The Downside: You may not be as funny as you think and now not only will people not remember what it is you are trying to sell (bad for the client), but as a result the Ad Agency will not get any more work in this field.
The mark of a great Ad Agency is one who can successfully combine the methods above. You want a great branding message that is a piece of art that lives in people’s memory forever? Then you can strive to meet the mark of Ridley Scott’s “1984” ad for Apple. It was only shown 1 time during the Super Bowl and is still getting great praises to this day. The companies with funny commercials that are mentioned above, get two big things accomplished – people talk about the commercials, and the branding is solid so that people remember what the product is. How many Super Bowl ads can you remember where the commercial was very funny, but you have no recollection of what it was that was being sold? What’s the point? The point is that you are at least talking about it. You will either go to YouTube and seek the commercial out so you can tell people what the product is (so that they can all say “Oh yeah, I love that commercial), or someone you know will already have done this work and say “Yeah, you mean the State Farm ad where the alien robot is destroying the town? Classic!”

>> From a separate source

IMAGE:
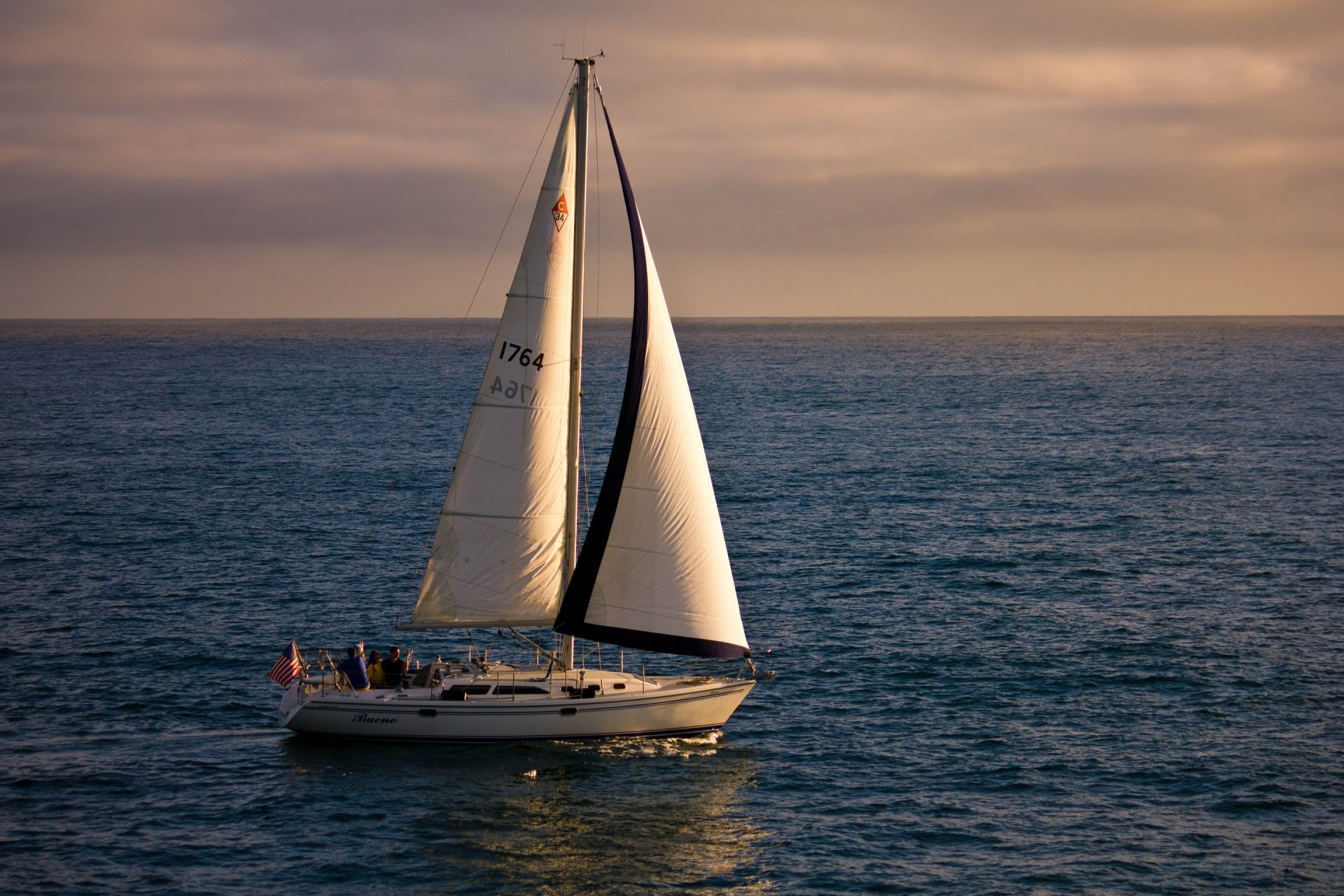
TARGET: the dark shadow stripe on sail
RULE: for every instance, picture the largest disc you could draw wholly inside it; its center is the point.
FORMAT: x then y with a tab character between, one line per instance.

So which method of advertising is correct? The big answer is – THEY ALL ARE! As I mentioned before, effective advertising is very hard to get right. If it were easy, everyone would be an Ad Agency. Whether you are advertising in print, billboard, interactive, television or the Internet, staying up on your game and staying one step ahead of the industry is what it takes to get to the top and stay there.
The most important thing to think about is what is best for the company. Who is the target audience, what are the demographics? Look at as much data as you can to figure this out and, as long as you are a great creative team, you will hopefully be successful no matter which road you take.